第30回東京国際映画祭の「日本映画クラシックス」部門で、黒沢明監督の『影武者 [4Kデジタルリマスター版] 』が11月1日、EXシアター六本木で上映され、アシスタントプロデューサーの野上照代氏、音楽の池辺晋一郎氏がトークショーを行った。
本作は戦国時代を舞台に、武田信玄の影武者となった男の数奇な運命を描く約3時間の大作。1980年のカンヌ国際映画祭でパルムドールを受賞した。当初、勝新太郎の主演で撮影したが、演出をめぐる考え方の違いから降板し、仲代達矢に代わった。

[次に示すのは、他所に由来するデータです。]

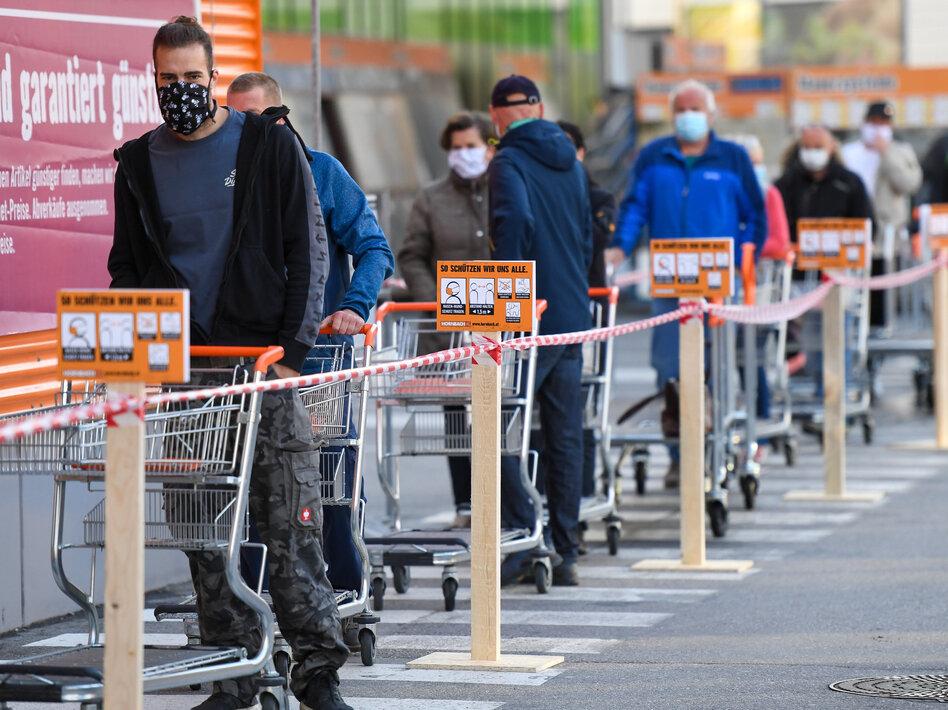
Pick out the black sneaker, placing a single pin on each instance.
(322, 693)
(225, 701)
(566, 575)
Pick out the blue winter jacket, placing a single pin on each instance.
(539, 210)
(353, 230)
(718, 196)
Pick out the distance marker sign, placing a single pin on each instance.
(933, 220)
(124, 335)
(692, 268)
(486, 295)
(833, 243)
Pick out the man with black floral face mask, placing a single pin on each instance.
(223, 203)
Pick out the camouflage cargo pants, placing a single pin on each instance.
(284, 501)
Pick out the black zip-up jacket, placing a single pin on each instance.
(272, 288)
(839, 194)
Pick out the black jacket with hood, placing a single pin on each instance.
(272, 288)
(540, 211)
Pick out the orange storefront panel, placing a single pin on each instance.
(237, 31)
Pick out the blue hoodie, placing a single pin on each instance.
(717, 196)
(539, 210)
(352, 230)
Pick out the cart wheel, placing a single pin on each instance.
(449, 588)
(718, 515)
(749, 486)
(402, 576)
(613, 533)
(641, 473)
(367, 647)
(281, 663)
(378, 593)
(541, 576)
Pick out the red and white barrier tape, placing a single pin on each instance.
(68, 416)
(896, 279)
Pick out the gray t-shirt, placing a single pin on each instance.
(195, 185)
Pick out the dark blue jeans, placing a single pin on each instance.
(559, 396)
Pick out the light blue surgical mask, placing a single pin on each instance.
(691, 126)
(763, 179)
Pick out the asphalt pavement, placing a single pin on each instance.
(838, 590)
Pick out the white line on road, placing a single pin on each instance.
(519, 644)
(394, 672)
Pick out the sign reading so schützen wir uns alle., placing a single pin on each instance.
(692, 268)
(486, 296)
(124, 335)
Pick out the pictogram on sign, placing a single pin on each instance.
(933, 221)
(833, 244)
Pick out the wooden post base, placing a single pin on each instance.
(445, 661)
(824, 497)
(736, 566)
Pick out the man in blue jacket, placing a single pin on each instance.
(688, 185)
(539, 210)
(352, 230)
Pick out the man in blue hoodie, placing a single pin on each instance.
(539, 210)
(688, 185)
(353, 231)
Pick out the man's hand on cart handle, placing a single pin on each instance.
(344, 322)
(283, 372)
(614, 256)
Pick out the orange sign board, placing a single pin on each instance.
(692, 268)
(124, 335)
(934, 220)
(486, 295)
(833, 244)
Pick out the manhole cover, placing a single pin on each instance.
(900, 687)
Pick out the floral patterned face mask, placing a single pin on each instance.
(185, 106)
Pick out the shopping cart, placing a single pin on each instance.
(764, 353)
(337, 414)
(433, 402)
(198, 461)
(600, 502)
(806, 387)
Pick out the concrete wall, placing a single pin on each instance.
(28, 593)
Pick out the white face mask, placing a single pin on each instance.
(814, 159)
(468, 163)
(871, 132)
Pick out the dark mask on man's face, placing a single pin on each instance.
(185, 106)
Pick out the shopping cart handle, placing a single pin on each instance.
(266, 356)
(368, 330)
(37, 670)
(610, 292)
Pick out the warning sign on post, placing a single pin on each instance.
(933, 220)
(833, 244)
(692, 268)
(486, 295)
(120, 335)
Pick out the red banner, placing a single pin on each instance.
(76, 81)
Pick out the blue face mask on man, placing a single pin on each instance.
(691, 126)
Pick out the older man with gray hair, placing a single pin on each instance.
(688, 185)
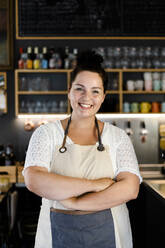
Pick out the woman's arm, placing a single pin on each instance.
(57, 187)
(125, 189)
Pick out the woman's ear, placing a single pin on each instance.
(103, 97)
(69, 93)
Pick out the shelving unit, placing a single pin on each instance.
(59, 83)
(3, 92)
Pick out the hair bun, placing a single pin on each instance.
(89, 58)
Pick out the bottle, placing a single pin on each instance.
(44, 61)
(2, 155)
(29, 63)
(74, 58)
(58, 61)
(2, 99)
(20, 61)
(9, 155)
(36, 62)
(52, 59)
(66, 58)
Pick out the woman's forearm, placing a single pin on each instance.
(57, 187)
(118, 193)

同じく作曲家の佐藤勝氏の降板を受けて、初めて黒澤監督作品の音楽を担当した池辺氏は「初めてお会いした時は78年で、黒澤さんは70歳で、僕は35歳。黒澤さんからは“君は僕の半分だね”と言われた。主演の仲代さんも勝新太郎さんが降りられて、代わった。仲代さんは“あの映画は、俺も君も影武者だね。相手は二人とも〝勝〟だから、我々は〝負け〟かな”と話していました」と笑う。
黒澤監督の音楽術については、「監督は“一発でつかめる音楽を作ってくれ”というんです。ムヴィオラ(編集機)でのぞかせて、このカットにトランペット、ここからティンパニーを入れようと、相談しながらやるんです。メロディは15種類作って、監督に選んでもらいました。でも、一番いいものは、最初に弾かない。8番目くらいに弾くと、“いいね”というんです。13番目に2番目にいいものを弾くと、また、“いいね”と言う。ある程度一致しますね。『夢』でも同じようにして、作りました」と明かした。
出演者の一部は、新聞広告で公募し、徳川家康役の油井昌由樹、織田信長役の隆大介が決まった。池辺氏は「隆大介が言っていたのですが、家康と対峙するシーンが大変だったそうです。オシッコに行きたくてたまらないけど、鎧を脱ぐのが大変だから、必死で我慢していた。そんな感じは全然見えないですね」。野上氏も「黒澤さんはリアリティを求めるために素人を使うんですよ。それで問題にもなることもあるけど、この2人は素晴らしかった」と絶賛した。
野上氏が絶賛するのは終盤、100頭の馬が登場するシーン。「馬死屍累累というか、馬を百頭倒した。世界広しと言えども、あんなに馬を倒したのは黒澤さんしかいない。カンヌでは“殺したのか?”と聞かれましたけど、全部、麻酔ですからね」。
海外版プロデューサーとして、フランシス・フォード・コッポラ氏、ジョージ・ルーカス氏が名を連ねているが、「2人が名前を出してくれなかったら、東宝は(お金を)出してくれなかった」と感謝。「ルーカスは編集で(馬のシーンを)“切れ切れ”と言うんです。切っても、“まだ長い”と言っていました。私は“そんなことはない”と言ったんだけども…」と語った。
池辺氏は『復讐するは我にあり』『楢山節考』など今村昌平監督作品も手がけるが、「2人とも注文が重いんですが、黒澤監督は明確で、陽。今村監督は陰ですね。音楽録音の時は何も言わないんですが、3日後に“変えろ”というんです。あの時は“いいと言ったじゃないか”というと、“その時はいいと思ったんだ”というわけです。『女衒』のときも、3日後に電話かかってきて、折れて、再録音したことがあります。どこか、ネチとしたところがありました」と話していた。
野上氏は「見るのも大変だろうけど、撮影はもっと大変でした。でも、11億円の予定が27億円を稼ぎました。それだけの力はあります。若い人にも黒澤監督作品をスクリーンで見てほしい。絶対に面白いですから」とアピールしていた。
東京国際映画祭は11月3日まで開催。